Abbott Laboratories Depakote case: Lab pleads guilty, must pay $1.5B fine
WASHINGTON (AP) - Abbott Laboratories has pleaded guilty and agreed to pay $1.5 billion over allegations that it promoted the anti-seizure drug Depakote for uses that were not approved by the Food and Drug Administration.
Deputy Attorney General James Cole said Monday the settlement reflects the determination by government "to hold accountable those who commit fraud."
At a news conference at the Justice Department, U.S. Attorney Timothy Heaphy said that the top levels of Abbott carried out a strategy of systematically marketing the drug for purposes other than what federal regulators had intended.
The misconduct was not the product of "some rogue sales representatives," said Heaphy, the U.S. attorney for the western district of Virginia.
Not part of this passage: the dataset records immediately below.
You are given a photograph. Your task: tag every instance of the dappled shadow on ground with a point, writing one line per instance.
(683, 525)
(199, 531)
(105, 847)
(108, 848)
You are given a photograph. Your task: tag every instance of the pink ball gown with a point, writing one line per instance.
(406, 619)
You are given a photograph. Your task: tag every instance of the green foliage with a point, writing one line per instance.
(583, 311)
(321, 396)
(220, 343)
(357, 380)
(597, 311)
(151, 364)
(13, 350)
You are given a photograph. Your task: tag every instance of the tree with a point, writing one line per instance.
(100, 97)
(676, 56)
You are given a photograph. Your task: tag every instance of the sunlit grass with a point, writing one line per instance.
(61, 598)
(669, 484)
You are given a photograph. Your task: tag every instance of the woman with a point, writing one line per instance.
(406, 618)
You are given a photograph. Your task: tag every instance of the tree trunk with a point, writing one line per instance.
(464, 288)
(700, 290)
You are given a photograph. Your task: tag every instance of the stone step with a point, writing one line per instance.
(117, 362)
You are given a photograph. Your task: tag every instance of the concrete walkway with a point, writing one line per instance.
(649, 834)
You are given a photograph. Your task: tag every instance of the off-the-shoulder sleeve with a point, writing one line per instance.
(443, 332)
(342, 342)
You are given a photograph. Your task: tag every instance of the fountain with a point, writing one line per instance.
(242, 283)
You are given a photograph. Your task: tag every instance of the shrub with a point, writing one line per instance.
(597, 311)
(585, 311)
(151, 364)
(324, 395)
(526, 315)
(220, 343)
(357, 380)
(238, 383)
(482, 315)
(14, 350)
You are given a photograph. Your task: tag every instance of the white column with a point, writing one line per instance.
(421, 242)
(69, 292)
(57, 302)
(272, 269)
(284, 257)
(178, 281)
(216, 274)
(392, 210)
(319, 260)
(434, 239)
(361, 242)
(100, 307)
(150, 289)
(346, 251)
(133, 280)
The company engaged in the strategy from 1998 to at least 2006, said Heaphy.
The case includes a criminal fine and forfeiture of $700 million and civil settlements with the federal government and states totaling $800 million.
Virginia Attorney General Ken Cuccinelli announced the state portion of the settlement between the company and 45 states and the District of Columbia.
Depakote is an anti-seizure and mood-stabilizing drug prescribed for bipolar disorder.
However, the federal and state governments alleged that Abbott Laboratories marketed the drug for unapproved uses, including treatment of schizophrenia, agitated dementia and autism.
Illinois-based Abbott said the company was pleased to resolve the matter. It said that it takes its responsibility to patients and health care providers seriously. Under the settlement, the company has agreed to enter a five-year probationary period designed to ensure that there is no repeat of the company's illegal conduct.